However, I'm trying to use the XmlReader object to read each Account and subsequently the "StatementsAvailable". Do you suggest using XmlReader.Read and check each element and handle it?

I've thought of seperating my classes to handle each node properly. So theres an AccountBase class that accepts a XmlReader instance that reads the NameOfKin and several other properties about the account. Then I was wanting to interate through the Statements and let another class fill itself out about the Statement (and subsequently add it to an IList).

Thus far I have the "per class" part done by doing XmlReader.ReadElementString() but I can't workout how to tell the pointer to move to the StatementsAvailable element and let me iterate through them and let another class read each of those proeprties.

Sounds easy!

A: 

For sub-objects, ReadSubtree() gives you an xml-reader limited to the sub-objects, but I really think that you are doing this the hard way. Unless you have very specific requirements for handling unusual / unpredicatable xml, use XmlSerializer (perhaps coupled with sgen.exe if you really want).

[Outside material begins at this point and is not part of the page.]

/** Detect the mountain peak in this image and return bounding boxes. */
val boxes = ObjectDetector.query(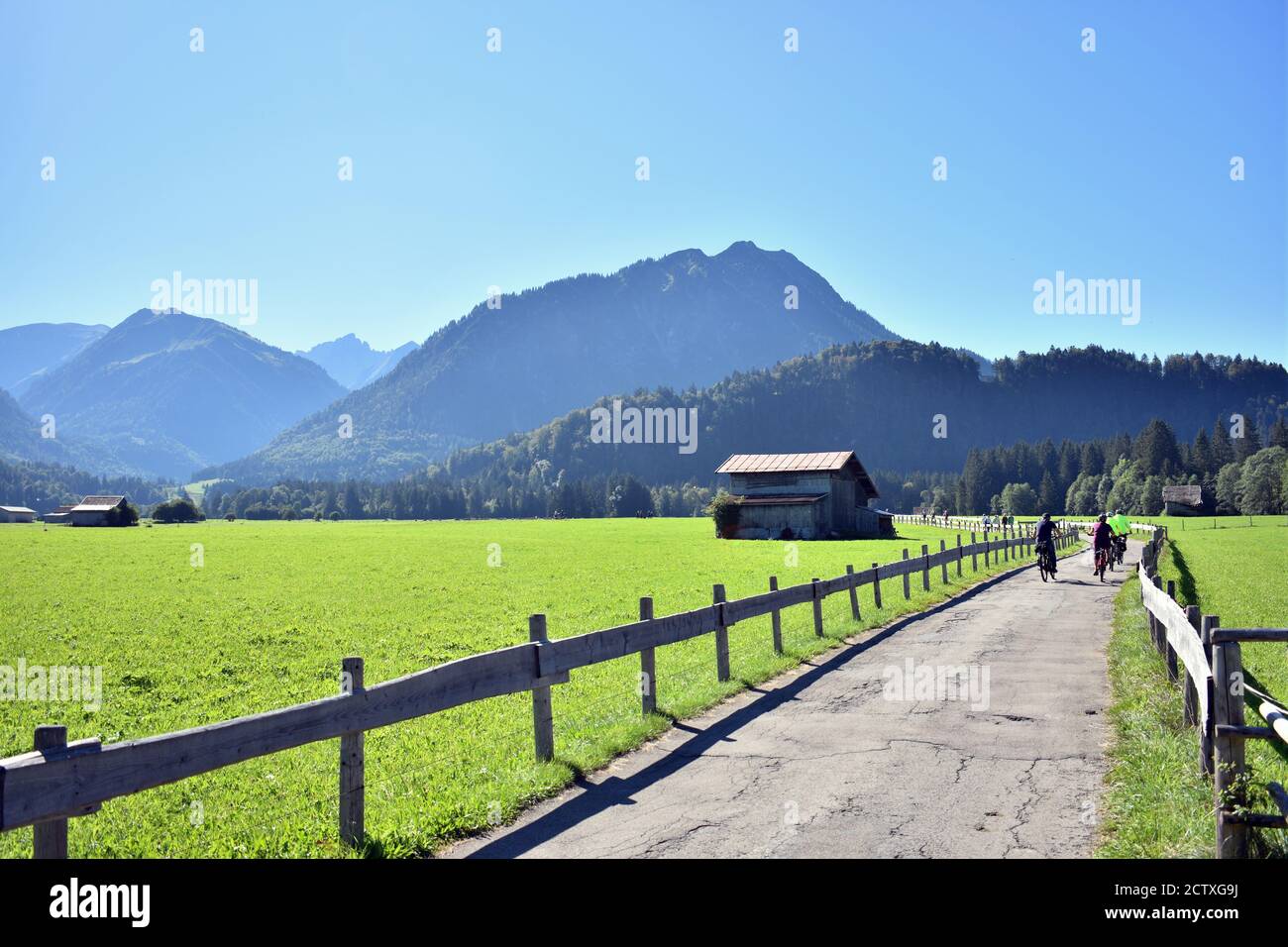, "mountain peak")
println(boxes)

XmlReader is... tricky. Contrast to:

using System;
using System.Collections.Generic;
using System.Xml.Serialization;
public class ApplicationPool {
    private readonly List<Account> accounts = new List<Account>();
    public List<Account> Accounts {get{return accounts;}}
}
public class Account {
    public string NameOfKin {get;set;}
    private readonly List<Statement> statements = new List<Statement>();
    public List<Statement> StatementsAvailable {get{return statements;}}
}
public class Statement {}
static class Program {
    static void Main() {
        XmlSerializer ser = new XmlSerializer(typeof(ApplicationPool));
        ser.Serialize(Console.Out, new ApplicationPool {
            Accounts = { new Account { NameOfKin = "Fred",
                StatementsAvailable = { new Statement {}, new Statement {}}}}
        });
    }
}
Marc Gravell
+8  A: 

My experience of XmlReader is that it's very easy to accidentally read too much. I know you've said you want to read it as quickly as possible, but have you tried using a DOM model instead? I've found that LINQ to XML makes XML work much much easier.

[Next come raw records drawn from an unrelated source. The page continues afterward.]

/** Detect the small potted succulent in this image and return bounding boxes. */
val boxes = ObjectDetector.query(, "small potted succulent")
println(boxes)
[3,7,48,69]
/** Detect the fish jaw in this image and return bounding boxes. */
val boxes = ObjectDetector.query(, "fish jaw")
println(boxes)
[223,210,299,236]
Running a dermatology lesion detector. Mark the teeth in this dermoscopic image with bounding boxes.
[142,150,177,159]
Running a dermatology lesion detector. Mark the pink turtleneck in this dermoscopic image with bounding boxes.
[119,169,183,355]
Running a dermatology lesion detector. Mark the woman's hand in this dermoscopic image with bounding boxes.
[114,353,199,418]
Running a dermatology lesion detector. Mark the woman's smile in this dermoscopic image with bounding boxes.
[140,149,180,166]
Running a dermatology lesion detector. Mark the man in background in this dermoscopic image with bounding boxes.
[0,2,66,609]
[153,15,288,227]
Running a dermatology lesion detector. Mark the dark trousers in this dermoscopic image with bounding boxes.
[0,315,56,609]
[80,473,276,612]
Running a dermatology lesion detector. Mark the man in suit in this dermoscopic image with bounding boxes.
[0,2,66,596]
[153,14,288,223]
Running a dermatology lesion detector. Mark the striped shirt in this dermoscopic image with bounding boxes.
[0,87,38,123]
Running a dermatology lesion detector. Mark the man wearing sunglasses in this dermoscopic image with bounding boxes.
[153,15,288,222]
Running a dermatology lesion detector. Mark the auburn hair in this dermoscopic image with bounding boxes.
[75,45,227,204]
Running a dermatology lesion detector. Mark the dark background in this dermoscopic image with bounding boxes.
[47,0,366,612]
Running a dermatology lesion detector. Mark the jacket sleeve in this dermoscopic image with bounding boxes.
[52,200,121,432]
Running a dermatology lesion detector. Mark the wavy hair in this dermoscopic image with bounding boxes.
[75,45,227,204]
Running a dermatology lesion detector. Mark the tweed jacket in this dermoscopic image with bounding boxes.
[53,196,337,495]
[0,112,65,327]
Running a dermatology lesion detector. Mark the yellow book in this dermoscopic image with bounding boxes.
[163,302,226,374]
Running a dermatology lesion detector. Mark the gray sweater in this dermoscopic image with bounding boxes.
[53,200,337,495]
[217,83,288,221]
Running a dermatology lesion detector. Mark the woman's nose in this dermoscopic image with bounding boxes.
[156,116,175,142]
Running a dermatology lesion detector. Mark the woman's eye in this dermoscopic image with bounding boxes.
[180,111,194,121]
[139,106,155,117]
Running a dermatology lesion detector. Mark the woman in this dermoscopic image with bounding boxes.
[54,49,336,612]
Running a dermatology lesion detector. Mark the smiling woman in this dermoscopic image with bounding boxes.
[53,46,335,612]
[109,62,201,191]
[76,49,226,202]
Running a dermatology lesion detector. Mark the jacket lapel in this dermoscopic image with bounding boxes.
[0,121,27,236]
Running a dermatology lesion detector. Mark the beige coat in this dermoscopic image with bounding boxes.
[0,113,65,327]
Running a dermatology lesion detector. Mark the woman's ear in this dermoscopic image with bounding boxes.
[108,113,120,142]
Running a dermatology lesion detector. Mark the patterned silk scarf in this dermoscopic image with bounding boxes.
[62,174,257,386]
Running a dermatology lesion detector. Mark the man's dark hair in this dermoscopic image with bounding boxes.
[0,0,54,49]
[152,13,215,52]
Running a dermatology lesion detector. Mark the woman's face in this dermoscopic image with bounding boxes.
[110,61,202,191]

If your document is particularly huge, you can combine XmlReader and LINQ to XML by creating an XElement from an XmlReader for each of your "outer" elements in a streaming manner: this lets you do most of the conversion work in LINQ to XML, but still only need a small portion of the document in memory at any one time. Here's some sample code (adapted slightly from this blog post):

static IEnumerable<XElement> SimpleStreamAxis(string inputUrl,
                                              string elementName)
{
  using (XmlReader reader = XmlReader.Create(inputUrl))
  {
    reader.MoveToContent();
    while (reader.Read())
    {
      if (reader.NodeType == XmlNodeType.Element)
      {
        if (reader.Name == elementName)
        {
          XElement el = XNode.ReadFrom(reader) as XElement;
          if (el != null)
          {
            yield return el;
          }
        }
      }
    }
  }
}

I've used this to convert the StackOverflow user data (which is enormous) into another format before - it works very well.

Jon Skeet
A: 

We do this kind of XML parsing all the time. The key is defining where the parsing method will leave the reader on exit. If you always leave the reader on the next element following the element that was first read then you can safely and predictably read in the XML stream. So if the reader is currently indexing the <Account> element, after parsing the reader will index the </Accounts> closing tag.

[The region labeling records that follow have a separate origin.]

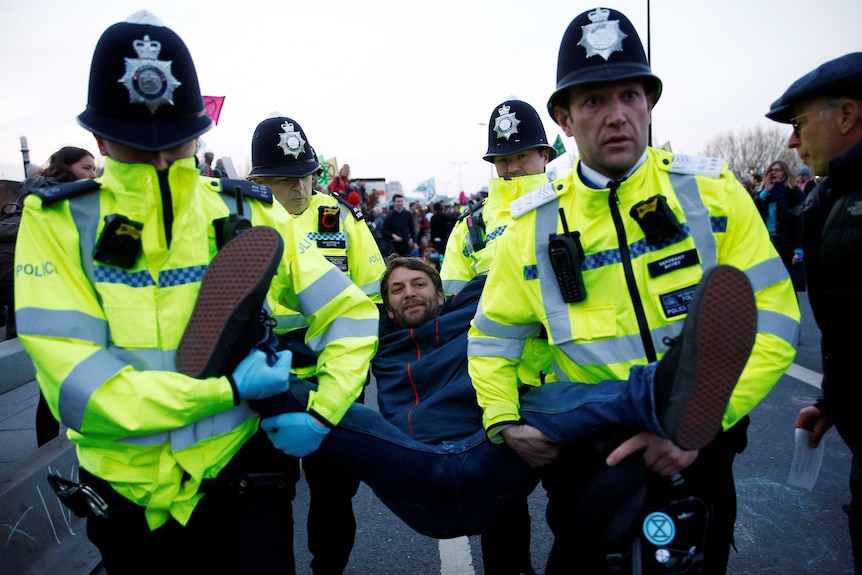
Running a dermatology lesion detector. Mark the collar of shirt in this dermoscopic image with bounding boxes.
[580,150,647,190]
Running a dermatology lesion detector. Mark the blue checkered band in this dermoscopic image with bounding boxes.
[485,226,506,242]
[159,266,207,287]
[93,266,156,287]
[524,264,539,280]
[306,232,344,242]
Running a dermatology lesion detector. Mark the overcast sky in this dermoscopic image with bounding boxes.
[0,0,862,196]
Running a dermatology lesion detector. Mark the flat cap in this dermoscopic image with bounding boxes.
[766,52,862,124]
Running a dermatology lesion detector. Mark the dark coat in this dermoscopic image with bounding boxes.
[799,141,862,457]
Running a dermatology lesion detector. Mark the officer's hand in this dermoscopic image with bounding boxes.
[260,412,329,457]
[793,405,832,449]
[605,431,700,477]
[500,424,562,467]
[229,348,293,400]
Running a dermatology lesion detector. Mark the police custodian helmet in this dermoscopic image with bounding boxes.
[248,116,320,178]
[484,100,557,163]
[548,8,661,121]
[78,11,213,152]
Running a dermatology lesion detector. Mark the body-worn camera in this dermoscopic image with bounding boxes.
[93,214,144,270]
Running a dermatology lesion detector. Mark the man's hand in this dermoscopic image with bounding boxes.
[500,424,561,467]
[793,405,832,449]
[605,431,700,477]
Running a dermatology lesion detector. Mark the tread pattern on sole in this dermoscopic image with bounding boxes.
[176,227,283,377]
[676,266,757,449]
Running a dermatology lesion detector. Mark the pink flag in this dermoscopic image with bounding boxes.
[203,96,224,126]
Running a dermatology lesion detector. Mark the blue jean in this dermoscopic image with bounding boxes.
[279,365,663,539]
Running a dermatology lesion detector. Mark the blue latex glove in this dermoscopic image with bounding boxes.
[231,348,293,400]
[260,412,329,457]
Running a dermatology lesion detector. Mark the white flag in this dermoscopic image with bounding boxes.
[413,178,437,202]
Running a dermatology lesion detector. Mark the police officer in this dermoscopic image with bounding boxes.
[248,116,385,575]
[440,99,557,573]
[468,8,800,574]
[16,12,377,573]
[766,52,862,574]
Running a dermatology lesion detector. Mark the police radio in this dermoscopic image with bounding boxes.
[213,186,251,249]
[548,208,587,303]
[467,204,485,252]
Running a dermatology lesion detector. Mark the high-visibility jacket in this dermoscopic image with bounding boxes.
[273,192,386,333]
[15,158,378,529]
[440,172,550,385]
[468,148,800,439]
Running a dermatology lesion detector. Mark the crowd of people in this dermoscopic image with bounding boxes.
[8,8,862,575]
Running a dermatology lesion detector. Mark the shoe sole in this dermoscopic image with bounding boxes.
[672,266,757,450]
[176,227,284,378]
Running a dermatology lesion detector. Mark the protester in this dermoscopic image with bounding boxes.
[468,8,800,574]
[16,11,377,574]
[264,257,756,575]
[766,52,862,575]
[248,116,386,575]
[754,160,805,292]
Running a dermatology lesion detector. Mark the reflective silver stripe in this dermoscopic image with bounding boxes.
[308,317,378,353]
[15,307,108,347]
[757,310,800,347]
[535,199,572,341]
[473,299,542,339]
[744,255,790,293]
[69,193,100,291]
[359,280,380,296]
[467,337,524,359]
[668,173,718,271]
[59,349,127,432]
[122,403,258,451]
[108,345,177,371]
[275,313,308,330]
[443,280,467,294]
[296,266,352,318]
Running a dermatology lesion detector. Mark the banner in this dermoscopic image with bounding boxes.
[554,134,566,156]
[413,178,437,202]
[202,96,225,126]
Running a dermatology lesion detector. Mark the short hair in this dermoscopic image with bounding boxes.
[380,255,443,309]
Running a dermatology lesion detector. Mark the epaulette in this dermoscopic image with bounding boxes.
[30,180,102,206]
[664,154,724,178]
[457,198,488,222]
[210,178,273,208]
[332,194,365,222]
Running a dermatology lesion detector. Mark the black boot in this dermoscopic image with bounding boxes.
[176,226,284,378]
[655,265,757,450]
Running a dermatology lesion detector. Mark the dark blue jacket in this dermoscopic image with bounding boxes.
[371,274,485,444]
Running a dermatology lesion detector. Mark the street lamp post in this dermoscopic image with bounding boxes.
[452,162,467,194]
[21,136,30,180]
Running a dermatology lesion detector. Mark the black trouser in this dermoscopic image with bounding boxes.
[482,499,532,575]
[81,432,298,575]
[542,416,749,575]
[302,384,370,575]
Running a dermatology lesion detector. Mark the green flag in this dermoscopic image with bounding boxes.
[554,134,566,156]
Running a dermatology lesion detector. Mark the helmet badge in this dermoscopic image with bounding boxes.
[494,104,521,140]
[117,35,182,114]
[278,122,305,159]
[578,8,628,60]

The parsing code looks something like this:

public class Account
{
    string _accountId;
    string _nameOfKin;
    Statements _statmentsAvailable;

    public void ReadFromXml( XmlReader reader )
    {
        reader.MovToContent();

        // Read node attributes
        _accountId = reader.GetAttribute( "accountId" );
        ...

        if( reader.IsEmptyElement ) { reader.Read(); return; }

        reader.Read();
        while( ! reader.EOF )
        {
            if( reader.IsStartElement() )
            {
                switch( reader.Name )
                {
                    // Read element for a property of this class
                    case "NameOfKin":
                        _nameOfKin = reader.ReadElementContentAsString();
                        break;

                    // Starting sub-list
                case "StatementsAvailable":
                    _statementsAvailable = new Statements();
                    _statementsAvailable.Read( reader );
                    break;

                    default:
                        reader.Skip();
                }
            }
            else
            {
                reader.Read();
                break;
            }
        }       
    }
}

The Statements class just reads in the <StatementsAvailable> node

public class Statements
{
    List<Statement> _statements = new List<Statement>();

    public void ReadFromXml( XmlReader reader )
    {
        reader.MoveToContent();
        if( reader.IsEmptyElement ) { reader.Read(); return; }

        reader.Read();
        while( ! reader.EOF )
        {
            if( reader.IsStartElement() )
            {
                if( reader.Name == "Statement" )
                {
                    var statement = new Statement();
                    statement.ReadFromXml( reader );
                    _statements.Add( statement );               
                }
                else
                {
                    reader.Skip();
                }
            }
            else
            {
                reader.Read();
                break;
            }
        }
    }
}

The Statement class would look very much the same

public class Statement
{
    string _satementId;

    public void ReadFromXml( XmlReader reader )
    {
        reader.MovToContent();

        // Read noe attributes
        _statementId = reader.GetAttribute( "statementId" );
        ...

        if( reader.IsEmptyElement ) { reader.Read(); return; }

        reader.Read();
        while( ! reader.EOF )
        {           
            ....same basic loop
        }       
    }
}
Paul Alexander